Auch wenn ich Ben und Arthur schon in Teil eins als Figuren und auch als Paar wirklich gerne mochte, kamen sie mir auch in diesem Buch leider ein wenig schwer auseinanderzuhalten vor. Die Ähnlichkeiten kann man beim Lesen irgendwie nicht so richtig gut ignorieren, und insgesamt hätte ich mir hier dann doch ein bisschen mehr Individualität bei der Figurengestaltung gewünscht.

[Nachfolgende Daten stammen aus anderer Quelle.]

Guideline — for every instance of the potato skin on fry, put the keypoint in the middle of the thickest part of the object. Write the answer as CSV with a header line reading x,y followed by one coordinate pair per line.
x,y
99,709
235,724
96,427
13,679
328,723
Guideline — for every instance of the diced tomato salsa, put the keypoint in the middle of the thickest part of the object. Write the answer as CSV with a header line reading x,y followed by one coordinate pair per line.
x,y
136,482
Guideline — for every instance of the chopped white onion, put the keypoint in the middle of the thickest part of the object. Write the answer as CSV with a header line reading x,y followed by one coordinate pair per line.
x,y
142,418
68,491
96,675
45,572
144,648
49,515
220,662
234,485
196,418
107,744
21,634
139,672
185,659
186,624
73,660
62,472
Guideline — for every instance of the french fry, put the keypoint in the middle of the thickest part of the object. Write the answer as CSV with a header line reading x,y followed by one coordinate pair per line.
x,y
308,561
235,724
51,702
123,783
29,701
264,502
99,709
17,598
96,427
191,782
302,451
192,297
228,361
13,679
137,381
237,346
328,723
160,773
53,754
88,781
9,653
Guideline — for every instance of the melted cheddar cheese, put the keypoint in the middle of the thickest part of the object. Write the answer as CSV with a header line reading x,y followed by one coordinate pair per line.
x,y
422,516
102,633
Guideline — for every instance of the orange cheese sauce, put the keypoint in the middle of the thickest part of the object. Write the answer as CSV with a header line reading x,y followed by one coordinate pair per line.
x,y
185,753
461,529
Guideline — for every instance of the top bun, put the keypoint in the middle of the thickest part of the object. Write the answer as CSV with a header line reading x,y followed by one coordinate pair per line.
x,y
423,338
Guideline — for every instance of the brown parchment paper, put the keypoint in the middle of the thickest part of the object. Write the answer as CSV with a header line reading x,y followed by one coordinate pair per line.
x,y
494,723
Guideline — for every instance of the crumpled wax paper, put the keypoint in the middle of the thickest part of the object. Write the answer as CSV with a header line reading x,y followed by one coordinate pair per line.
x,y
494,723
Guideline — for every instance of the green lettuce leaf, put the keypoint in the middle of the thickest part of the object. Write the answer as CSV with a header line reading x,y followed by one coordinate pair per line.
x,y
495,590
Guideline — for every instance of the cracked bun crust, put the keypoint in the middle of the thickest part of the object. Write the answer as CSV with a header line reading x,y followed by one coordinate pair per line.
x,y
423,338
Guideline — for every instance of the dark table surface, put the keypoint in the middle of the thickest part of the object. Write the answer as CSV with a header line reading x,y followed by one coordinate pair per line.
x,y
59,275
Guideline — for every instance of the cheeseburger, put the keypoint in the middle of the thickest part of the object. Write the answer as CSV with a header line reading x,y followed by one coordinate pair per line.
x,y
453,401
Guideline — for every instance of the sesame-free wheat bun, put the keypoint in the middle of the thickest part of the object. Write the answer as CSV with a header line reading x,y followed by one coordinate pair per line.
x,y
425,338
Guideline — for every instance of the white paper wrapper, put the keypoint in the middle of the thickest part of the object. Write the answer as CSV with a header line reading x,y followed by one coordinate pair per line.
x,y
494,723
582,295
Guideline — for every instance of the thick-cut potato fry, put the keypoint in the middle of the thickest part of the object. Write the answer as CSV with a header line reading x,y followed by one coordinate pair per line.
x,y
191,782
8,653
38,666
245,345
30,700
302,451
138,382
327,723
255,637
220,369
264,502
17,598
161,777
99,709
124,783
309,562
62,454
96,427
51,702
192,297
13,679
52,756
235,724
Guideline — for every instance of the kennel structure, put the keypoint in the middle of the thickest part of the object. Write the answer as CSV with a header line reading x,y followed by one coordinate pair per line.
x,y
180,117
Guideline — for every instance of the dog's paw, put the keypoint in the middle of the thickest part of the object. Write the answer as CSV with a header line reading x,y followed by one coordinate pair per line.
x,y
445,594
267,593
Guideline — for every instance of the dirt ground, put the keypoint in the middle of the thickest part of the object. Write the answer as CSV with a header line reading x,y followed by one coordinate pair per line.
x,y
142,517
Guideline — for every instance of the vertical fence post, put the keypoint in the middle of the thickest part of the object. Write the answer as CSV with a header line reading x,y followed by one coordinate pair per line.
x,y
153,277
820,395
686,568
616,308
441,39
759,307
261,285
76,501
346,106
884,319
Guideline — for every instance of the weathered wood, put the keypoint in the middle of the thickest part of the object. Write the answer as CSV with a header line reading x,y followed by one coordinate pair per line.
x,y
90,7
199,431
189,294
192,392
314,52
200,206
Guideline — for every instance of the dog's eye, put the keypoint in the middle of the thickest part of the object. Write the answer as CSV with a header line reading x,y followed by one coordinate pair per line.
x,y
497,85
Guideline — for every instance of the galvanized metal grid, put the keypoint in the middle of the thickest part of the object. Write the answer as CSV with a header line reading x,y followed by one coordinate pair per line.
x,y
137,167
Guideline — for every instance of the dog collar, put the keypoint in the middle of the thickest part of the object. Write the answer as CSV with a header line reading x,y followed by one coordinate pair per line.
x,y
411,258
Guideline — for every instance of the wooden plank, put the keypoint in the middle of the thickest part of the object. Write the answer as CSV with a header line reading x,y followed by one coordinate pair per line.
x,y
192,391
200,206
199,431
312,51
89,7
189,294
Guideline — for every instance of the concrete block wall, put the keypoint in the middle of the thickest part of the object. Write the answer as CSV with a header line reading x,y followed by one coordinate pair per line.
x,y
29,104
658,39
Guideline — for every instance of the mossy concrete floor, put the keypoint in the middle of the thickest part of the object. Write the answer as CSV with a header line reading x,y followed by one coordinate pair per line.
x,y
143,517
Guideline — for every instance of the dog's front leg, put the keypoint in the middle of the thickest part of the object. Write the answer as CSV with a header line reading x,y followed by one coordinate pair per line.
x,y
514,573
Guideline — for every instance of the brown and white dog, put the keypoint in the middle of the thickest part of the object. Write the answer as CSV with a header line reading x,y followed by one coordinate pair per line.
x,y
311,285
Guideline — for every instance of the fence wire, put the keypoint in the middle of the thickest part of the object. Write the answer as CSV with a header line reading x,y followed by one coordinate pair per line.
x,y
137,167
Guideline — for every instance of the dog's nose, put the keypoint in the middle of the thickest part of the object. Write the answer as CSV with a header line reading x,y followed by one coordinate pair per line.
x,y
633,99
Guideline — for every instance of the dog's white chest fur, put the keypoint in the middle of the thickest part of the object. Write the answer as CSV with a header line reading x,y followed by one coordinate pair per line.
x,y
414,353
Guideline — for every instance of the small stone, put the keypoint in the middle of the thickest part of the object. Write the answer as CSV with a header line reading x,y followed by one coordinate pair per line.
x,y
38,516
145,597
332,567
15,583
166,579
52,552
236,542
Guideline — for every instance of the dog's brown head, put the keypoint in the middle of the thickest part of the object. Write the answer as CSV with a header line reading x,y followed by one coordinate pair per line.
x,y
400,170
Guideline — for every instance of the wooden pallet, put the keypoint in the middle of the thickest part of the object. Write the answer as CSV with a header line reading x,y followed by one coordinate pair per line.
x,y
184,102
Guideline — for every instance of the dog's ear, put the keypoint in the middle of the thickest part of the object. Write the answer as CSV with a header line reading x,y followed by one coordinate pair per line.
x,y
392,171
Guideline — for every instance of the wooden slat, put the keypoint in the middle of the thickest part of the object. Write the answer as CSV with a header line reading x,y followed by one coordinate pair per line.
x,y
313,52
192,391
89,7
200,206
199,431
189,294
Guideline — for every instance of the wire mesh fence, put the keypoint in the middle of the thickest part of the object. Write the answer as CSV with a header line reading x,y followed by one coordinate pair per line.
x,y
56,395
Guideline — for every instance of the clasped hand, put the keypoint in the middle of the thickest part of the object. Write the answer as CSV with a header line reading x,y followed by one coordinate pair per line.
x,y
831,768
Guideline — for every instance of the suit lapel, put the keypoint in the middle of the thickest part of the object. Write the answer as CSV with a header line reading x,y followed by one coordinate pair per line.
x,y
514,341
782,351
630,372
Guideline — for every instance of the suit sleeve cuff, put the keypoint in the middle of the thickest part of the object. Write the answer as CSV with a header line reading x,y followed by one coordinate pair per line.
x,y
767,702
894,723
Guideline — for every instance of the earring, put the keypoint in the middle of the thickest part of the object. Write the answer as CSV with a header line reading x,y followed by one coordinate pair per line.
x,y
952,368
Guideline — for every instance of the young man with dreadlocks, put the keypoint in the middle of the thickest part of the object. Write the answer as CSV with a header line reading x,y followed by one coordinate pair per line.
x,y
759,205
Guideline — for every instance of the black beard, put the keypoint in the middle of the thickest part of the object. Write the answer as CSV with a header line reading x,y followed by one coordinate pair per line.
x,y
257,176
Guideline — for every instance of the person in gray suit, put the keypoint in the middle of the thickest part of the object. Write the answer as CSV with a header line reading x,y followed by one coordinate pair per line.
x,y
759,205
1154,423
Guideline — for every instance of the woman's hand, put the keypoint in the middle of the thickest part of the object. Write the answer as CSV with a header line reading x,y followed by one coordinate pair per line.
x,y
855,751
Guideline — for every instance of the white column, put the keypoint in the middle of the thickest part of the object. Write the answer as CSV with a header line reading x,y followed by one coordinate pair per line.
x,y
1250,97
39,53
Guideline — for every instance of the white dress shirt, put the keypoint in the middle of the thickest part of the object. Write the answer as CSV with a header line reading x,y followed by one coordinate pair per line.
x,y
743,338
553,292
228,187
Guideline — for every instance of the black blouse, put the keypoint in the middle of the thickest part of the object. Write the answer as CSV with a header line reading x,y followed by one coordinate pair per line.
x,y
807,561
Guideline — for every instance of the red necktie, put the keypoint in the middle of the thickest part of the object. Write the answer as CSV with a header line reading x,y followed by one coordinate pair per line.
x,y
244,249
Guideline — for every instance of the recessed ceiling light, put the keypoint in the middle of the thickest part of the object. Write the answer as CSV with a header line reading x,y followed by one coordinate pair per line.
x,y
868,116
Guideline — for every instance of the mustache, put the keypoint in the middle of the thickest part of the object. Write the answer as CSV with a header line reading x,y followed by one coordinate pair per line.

Der Schreibstil und die Perspektivwechsel haben mir wieder sehr gut gefallen, denn dadurch kam insgesamt ein wenig Dynamik in die Geschichte. Da es dann aber hin und wieder doch zu ähnlichen Gedanken und Gefühlen kam, ging es insgesamt doch nicht so wirklich flott mit dem Erzählstrang voran. Slowburn ist zwar eigentlich schon mein Ding, hier hatte ich aber trotz aller Liebe zu den Figuren ab und an einfach das Bedürfnis, sie zu packen und einmal ordentlich durchzuschütteln.

Irgendwie versöhnt hat mich dann immerhin das Happy End, das irgendwo zwar ein kleines bisschen vorhersehbar war, mir aber trotzdem gut gefallen hat.


Fazit
Auch wenn die Umsetzung noch ein wenig mehr Tempo hätte haben dürfen, hat mir die Geschichte an sich doch sehr gut gefallen. Arthur und Ben sind ein niedliches Paar, dem ich das Happy End wirklich gewünscht habe, weshalb die kleineren Längen im Handlungsbogen insgesamt doch gut zu ertragen waren.

Von mir gibt es dafür viereinhalb Bücherstapel.